Is there any way to stop PyWren from trying to include these dependencies? I think this is also related to the issue that @omerb01 raised: https://github.com/metaspace2020/pywren-annotation-pipeline/issues/24 where PyWren tries to include Jupyter.
@LachlanStuart @gilv
I did some tests and found that PyWren serialise meatspace module because of this line:
https://github.com/metaspace2020/pywren-annotation-pipeline/blob/20e9db6335a229452d599527922a5fa3de68e914/annotation_pipeline/check_results.py#L7
because it needs to serialise annotation_pipeline
module which uses metaspace
inside.
PyWren map function has exclude_modules
parameter to avoid serialising by force. I can suggest to add for every map function a list of modules by config.json
to do so. how does it sound?
@omerb01 Are you suggesting a different list of exclude_modules
for each function, or just one list for all functions? I would prefer one list for all functions for simplicity, if it's possible.
It's a shame that PyWren doesn't have the opposite logic - an include_modules
list would be shorter than an exclude_modules
list, and it wouldn't need to be updated every time some new visualization library(or similar) is added to the notebooks.
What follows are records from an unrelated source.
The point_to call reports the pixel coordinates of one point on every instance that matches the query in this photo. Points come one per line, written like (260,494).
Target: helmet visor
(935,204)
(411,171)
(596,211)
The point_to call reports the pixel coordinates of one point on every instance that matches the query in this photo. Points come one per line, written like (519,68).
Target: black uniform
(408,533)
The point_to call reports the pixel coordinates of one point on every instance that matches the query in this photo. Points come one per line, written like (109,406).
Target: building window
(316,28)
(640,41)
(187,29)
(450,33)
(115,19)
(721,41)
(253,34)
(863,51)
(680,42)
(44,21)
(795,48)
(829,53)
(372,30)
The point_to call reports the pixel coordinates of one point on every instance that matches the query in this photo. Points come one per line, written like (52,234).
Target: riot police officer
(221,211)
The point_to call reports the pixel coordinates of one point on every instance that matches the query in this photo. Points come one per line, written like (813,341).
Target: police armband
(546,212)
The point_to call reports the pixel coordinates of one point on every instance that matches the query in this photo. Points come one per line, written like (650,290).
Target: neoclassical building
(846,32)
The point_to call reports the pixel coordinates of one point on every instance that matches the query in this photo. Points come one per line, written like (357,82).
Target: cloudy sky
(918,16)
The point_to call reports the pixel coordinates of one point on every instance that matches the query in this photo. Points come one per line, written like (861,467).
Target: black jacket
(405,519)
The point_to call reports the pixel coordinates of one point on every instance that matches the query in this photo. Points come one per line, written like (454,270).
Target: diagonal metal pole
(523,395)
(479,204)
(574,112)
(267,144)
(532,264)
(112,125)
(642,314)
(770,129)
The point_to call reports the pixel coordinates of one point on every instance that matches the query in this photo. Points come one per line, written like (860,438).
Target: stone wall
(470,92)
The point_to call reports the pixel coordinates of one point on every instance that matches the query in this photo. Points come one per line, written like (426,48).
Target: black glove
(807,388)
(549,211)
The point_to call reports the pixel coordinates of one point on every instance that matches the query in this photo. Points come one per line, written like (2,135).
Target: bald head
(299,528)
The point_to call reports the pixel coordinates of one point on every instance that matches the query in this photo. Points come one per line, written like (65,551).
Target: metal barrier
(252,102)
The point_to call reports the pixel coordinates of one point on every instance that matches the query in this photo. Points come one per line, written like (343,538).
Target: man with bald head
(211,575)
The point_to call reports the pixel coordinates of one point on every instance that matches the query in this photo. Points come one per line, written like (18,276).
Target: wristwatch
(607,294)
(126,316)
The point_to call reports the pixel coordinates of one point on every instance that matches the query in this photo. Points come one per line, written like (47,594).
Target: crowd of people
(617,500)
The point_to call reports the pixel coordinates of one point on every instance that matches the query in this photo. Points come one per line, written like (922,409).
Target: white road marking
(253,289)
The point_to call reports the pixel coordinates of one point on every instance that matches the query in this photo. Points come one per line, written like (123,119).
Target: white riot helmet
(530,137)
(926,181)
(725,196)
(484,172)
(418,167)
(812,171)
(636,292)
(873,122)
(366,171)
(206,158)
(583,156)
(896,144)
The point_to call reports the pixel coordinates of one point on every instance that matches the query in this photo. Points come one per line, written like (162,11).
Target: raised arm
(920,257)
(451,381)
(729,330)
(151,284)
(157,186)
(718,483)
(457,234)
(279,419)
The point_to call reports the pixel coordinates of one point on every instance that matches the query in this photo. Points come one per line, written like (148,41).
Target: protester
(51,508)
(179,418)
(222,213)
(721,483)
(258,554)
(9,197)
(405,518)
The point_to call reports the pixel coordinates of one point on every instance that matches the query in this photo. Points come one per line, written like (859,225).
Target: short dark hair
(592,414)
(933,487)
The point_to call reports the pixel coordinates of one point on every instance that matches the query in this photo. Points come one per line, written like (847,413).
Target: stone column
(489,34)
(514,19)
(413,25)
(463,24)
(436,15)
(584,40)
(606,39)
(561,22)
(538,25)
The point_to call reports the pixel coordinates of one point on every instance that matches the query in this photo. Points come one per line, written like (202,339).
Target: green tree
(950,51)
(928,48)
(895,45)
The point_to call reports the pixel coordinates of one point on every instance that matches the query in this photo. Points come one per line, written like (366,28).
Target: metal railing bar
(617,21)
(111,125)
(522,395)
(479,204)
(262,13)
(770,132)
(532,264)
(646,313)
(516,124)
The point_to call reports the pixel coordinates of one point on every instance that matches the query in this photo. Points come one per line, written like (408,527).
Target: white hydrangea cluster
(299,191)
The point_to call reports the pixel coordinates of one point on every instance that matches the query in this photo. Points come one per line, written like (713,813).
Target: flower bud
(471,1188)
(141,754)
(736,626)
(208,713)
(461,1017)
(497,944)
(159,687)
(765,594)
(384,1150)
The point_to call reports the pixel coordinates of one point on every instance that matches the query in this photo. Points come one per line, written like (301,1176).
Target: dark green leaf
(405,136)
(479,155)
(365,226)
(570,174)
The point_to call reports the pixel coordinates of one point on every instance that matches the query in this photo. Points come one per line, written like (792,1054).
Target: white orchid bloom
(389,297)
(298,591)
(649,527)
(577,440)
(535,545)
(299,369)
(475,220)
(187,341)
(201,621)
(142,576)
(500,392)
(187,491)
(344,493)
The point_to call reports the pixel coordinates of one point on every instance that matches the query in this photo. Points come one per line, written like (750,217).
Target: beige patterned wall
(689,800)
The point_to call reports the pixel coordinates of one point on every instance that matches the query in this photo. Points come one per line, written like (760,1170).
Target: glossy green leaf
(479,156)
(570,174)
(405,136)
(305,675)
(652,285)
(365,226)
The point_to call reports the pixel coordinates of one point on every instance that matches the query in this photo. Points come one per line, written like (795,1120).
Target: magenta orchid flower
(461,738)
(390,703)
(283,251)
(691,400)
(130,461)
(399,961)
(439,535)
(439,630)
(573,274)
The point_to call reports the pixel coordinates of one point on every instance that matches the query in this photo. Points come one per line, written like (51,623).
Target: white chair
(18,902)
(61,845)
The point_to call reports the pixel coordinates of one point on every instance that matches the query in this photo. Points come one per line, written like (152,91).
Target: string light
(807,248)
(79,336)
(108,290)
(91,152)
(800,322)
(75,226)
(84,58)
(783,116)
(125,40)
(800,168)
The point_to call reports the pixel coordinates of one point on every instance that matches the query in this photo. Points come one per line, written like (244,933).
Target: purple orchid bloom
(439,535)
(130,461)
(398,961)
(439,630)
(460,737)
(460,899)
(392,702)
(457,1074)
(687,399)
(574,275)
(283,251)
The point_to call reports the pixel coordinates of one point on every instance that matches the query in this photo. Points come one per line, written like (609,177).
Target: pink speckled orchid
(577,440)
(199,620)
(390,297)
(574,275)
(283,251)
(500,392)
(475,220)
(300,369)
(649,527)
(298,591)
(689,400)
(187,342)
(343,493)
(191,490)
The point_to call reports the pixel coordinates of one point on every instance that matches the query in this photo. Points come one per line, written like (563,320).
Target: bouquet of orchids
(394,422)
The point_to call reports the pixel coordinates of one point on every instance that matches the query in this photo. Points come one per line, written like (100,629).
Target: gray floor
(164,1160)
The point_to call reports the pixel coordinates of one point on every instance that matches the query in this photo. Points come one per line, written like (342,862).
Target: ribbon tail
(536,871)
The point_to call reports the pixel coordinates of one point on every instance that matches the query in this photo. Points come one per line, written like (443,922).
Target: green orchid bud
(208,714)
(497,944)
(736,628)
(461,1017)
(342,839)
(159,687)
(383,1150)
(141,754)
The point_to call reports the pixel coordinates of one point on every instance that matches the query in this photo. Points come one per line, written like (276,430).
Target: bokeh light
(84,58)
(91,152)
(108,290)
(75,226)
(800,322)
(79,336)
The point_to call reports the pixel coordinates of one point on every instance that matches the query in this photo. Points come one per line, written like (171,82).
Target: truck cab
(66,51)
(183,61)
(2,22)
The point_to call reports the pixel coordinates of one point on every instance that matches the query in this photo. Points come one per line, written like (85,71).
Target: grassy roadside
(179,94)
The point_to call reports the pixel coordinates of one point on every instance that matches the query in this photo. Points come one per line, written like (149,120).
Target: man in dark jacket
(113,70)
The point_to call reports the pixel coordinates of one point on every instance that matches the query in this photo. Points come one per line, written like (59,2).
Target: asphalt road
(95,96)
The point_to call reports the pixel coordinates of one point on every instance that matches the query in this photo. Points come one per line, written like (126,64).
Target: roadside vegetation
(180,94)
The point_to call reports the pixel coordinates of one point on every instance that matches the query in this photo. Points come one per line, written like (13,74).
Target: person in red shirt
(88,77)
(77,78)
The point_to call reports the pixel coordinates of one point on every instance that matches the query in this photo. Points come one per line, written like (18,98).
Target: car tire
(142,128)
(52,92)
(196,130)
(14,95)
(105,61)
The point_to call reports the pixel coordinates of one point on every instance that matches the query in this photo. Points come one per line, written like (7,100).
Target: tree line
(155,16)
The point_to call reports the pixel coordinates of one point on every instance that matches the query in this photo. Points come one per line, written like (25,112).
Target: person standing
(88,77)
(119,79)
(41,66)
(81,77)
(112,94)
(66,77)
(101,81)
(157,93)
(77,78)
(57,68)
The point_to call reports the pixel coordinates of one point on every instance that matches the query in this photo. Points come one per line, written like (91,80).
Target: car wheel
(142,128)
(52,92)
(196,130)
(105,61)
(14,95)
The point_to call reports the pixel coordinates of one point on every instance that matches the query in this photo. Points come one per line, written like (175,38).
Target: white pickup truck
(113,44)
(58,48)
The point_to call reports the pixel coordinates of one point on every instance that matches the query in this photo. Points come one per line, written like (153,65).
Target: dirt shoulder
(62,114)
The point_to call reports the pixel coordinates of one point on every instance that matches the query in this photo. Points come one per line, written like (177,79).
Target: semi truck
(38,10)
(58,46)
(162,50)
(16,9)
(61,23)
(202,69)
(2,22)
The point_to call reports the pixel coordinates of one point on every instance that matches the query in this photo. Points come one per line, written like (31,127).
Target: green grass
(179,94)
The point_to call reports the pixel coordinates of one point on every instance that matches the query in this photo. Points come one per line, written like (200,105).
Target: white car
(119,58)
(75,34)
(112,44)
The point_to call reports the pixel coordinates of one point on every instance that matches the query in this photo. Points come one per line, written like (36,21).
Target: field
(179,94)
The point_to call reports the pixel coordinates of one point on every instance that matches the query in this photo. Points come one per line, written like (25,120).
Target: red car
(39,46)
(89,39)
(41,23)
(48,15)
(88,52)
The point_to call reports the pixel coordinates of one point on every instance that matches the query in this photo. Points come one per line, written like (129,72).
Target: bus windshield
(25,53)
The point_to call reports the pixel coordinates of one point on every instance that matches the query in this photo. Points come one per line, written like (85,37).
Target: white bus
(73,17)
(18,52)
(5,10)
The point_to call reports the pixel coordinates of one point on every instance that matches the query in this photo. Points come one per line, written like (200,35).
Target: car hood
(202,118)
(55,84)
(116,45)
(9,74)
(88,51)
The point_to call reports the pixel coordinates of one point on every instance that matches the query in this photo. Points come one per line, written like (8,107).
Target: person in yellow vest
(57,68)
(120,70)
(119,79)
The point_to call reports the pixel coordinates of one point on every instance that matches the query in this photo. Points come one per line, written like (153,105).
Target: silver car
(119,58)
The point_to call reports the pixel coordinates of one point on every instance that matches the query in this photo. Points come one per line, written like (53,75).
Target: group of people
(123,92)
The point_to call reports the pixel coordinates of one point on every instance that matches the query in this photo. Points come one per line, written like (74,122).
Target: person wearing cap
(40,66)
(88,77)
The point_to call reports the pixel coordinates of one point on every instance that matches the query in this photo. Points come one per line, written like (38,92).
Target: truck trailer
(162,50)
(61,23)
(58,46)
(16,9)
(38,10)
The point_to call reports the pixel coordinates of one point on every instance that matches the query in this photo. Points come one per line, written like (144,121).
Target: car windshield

Regarding where to put it - I would suggest adding keeping the list as a constant variable somewhere in code so that it's automatically synchronized via git. config.json
isn't checked into git, so it requires people to manually update it, which means people would occasionally hit issues if they forget to do it.
@LachlanStuart yes, I suggest just one list for all functions.
include_modules
parameter suggestion sounds great, will discuss about it PyWren side.
@gilv @omerb01 @LachlanStuart I recently added a new Dockerfile which generates a slim image for pywren. It only takes 307MB compared to 1,2GB of the default image ibmfunctions/action-python-v3.6
. So I suggest to test that Dockerfile, including all your needed packages, if you want to reduce final image size.
@omerb01 Just out of curios: What was the size of he old image and what is the size of the current image by using the Dockerfile.slim-python36?
@JosepSampe 342.12 MB for the old one 140.48 MB for the new slim I took this info from my Docker account and it includes the modules for annotation-pipeline project
due to #45 we can close this
PyWren need annotation package in order to run our demo notebooks. So far we use Docker image that includes
This command install annotation package. However this also install all kind of unnecessary packages, like Matplotlib , etc. which is about 150MB. We need to find a way how to add annotation runtime and avoid installing Matplotlib.